The series premise centered on Emily (Graham), an editor of self-help books who is unable to find success in romance. In the premiere episode she ends a bad relationship and adopts a new rule for her romances: if she can list five reasons to break up with a guy, then she does so. Emily gets help from her friends, among them Josh, whose character is strongly based on gay stereotypes. The show was widely considered a less risqué copycat of Sex and the City.

==First episode==
In the first episode, she is convinced that the man she was dating was gay when he was actually a devout Mormon practicing chastity before marriage. His open virginity is presented through gay stereotypes, and his preferred sport, Brazilian jiu-jitsu is described as "the gayest sport there is" by Emily's former boyfriend.

==Critical reception==
It was reported that ABC committed to the show before seeing a script. Despite heavy promotion by both Sony Pictures Television and ABC, and a viewing average of 6.2 million viewers, the show was pulled after the first episode due to negative reception; production was stopped after filming six episodes. ABC was said to have spent millions on promotion, including airtime, billboards and radio ads, and considered Emily to be the "linchpin" of the network's post-football Monday-night schedule. The promotion was so heavy and the cancellation so abrupt that some magazines found themselves carrying cover stories about a canceled show. After viewing it, ABC's entertainment president suggested that they considered the show lackluster and unlikely to improve. The New York Times attributed the cancellation in part to the extremely unappealing nature of the main character and the portrayal by Graham.

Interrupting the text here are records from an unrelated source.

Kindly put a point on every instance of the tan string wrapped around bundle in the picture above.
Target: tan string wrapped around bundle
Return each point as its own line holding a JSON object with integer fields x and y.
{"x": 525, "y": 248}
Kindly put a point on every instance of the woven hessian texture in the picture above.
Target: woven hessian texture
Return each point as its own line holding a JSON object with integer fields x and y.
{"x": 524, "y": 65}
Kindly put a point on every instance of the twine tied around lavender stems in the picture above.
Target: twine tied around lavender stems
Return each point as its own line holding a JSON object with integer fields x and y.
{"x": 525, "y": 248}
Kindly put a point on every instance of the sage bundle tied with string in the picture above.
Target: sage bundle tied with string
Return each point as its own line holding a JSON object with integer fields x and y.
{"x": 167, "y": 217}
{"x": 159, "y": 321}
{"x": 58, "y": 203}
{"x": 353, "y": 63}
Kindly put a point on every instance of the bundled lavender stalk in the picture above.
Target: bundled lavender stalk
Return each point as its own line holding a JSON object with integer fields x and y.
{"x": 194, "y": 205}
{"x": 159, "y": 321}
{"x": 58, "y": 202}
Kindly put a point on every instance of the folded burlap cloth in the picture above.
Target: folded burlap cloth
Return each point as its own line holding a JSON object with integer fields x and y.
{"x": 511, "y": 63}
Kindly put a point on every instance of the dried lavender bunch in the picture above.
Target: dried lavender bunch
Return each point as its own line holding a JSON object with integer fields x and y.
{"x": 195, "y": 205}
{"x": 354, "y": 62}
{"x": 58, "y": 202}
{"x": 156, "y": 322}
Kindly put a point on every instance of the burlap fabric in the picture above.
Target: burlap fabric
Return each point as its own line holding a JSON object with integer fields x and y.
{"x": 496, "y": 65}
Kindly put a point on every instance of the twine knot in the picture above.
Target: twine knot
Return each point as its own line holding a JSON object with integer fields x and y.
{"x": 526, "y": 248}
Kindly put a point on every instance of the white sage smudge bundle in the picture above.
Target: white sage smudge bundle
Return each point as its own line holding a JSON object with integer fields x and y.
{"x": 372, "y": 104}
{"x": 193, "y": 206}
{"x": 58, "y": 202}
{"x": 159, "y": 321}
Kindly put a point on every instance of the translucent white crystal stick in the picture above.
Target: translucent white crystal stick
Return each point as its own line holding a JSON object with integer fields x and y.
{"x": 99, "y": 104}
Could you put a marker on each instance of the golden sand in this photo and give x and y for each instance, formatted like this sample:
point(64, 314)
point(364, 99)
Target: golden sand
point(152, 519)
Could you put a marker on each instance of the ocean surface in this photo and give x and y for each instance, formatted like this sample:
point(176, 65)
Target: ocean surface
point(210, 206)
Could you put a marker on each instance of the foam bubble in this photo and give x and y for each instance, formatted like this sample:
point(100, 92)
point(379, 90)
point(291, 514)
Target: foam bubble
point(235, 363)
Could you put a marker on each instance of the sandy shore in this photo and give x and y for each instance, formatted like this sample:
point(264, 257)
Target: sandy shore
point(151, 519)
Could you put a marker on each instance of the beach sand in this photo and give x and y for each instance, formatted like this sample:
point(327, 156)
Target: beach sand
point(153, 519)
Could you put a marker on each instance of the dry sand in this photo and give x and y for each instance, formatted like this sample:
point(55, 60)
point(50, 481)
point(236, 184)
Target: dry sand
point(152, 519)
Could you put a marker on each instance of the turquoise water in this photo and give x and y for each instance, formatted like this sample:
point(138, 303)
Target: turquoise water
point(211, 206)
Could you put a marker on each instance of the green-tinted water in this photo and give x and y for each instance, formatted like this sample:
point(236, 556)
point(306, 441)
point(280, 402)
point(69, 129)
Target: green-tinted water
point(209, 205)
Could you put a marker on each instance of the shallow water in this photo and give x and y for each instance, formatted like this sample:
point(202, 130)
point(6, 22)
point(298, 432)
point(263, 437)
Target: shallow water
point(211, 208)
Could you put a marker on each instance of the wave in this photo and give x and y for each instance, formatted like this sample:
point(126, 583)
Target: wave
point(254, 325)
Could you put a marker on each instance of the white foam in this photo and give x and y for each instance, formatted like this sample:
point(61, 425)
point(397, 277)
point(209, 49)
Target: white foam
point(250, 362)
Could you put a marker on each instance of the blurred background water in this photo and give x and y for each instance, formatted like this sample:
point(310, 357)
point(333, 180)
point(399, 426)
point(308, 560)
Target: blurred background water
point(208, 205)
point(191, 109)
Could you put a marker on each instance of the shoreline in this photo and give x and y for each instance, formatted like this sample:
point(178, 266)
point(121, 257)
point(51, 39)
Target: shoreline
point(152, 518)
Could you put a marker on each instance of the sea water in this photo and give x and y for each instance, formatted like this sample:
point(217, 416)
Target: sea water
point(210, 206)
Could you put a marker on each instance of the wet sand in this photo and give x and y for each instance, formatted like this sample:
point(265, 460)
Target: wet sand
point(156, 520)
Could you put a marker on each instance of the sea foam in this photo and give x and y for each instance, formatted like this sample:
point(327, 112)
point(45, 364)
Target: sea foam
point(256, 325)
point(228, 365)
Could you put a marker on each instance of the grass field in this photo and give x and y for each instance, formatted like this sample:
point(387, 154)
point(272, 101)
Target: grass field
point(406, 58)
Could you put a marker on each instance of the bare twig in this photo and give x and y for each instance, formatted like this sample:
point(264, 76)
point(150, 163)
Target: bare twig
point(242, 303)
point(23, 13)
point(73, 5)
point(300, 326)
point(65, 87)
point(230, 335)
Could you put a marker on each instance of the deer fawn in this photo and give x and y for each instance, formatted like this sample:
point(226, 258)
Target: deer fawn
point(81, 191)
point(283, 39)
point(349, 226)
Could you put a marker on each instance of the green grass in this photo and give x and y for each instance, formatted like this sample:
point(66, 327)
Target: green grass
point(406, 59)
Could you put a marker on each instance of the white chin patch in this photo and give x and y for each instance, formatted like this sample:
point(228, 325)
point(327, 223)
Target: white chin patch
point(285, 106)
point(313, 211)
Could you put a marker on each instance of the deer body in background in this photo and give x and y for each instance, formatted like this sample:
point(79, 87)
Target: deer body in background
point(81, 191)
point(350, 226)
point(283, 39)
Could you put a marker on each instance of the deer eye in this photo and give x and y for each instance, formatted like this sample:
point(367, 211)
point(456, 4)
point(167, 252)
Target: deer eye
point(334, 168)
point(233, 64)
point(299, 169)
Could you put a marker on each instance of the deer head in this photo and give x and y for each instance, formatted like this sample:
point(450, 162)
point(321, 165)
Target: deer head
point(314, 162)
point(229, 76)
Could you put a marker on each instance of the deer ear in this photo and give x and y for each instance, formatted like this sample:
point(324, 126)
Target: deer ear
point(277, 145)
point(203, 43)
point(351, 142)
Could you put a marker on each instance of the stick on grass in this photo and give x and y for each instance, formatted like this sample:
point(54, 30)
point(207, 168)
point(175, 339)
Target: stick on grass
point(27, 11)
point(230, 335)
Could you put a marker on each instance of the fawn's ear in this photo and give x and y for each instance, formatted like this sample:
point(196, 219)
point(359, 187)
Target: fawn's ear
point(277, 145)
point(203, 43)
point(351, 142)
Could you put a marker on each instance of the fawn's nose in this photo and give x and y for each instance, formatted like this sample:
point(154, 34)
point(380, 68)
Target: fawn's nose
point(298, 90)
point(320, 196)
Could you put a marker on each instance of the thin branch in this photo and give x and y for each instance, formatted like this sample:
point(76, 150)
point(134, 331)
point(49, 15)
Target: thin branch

In 2006, all six episodes of the show aired on Spain's pay-TV channel Cosmopolitan under the title Cinco razones (para no salir contigo) ("Five Reasons (to not go out with you)"), on Sony Entertainment Television, on ORF1 in Austria, and on POP TV in Slovenia. It also aired on the cable/satellite channel FOX Life, in Japan in 2007, titled in Japanese as Emirī no Renai Baiburu (エミリーの恋愛バイブル, Emirī no Renai Baiburu).

==Cast==
- Emily Sanders (Heather Graham)
- Reilly Harvey (Nadia Dajani)
- Midas O'Shay (James Patrick Stuart)
- Josh (Khary Payton)
- Glitter Cho (Smith Cho)

==Episodes==

| No. | Title | Original release date | Viewers (millions) |
|---|---|---|---|
| 1 | "Pilot" | January 9, 2006 | 6.26 |
| 2 | "Why Not to Date Your Gynecologist" | Unaired | N/A |
| 3 | "Why Not to Cheat on Your Best Friend" | Unaired | N/A |
| 4 | "Why Not to Date a Twin" | Unaired | N/A |
| 5 | "Why Not to Hire a Cute Male Assistant" | Unaired | N/A |
| 6 | "Why Not to Invite Your Vacation Date Home" | Unaired | N/A |

==Home media==
Emily's Reasons Why Not – The Complete Series was released on DVD on May 1, 2012. All six episodes produced were included in the set.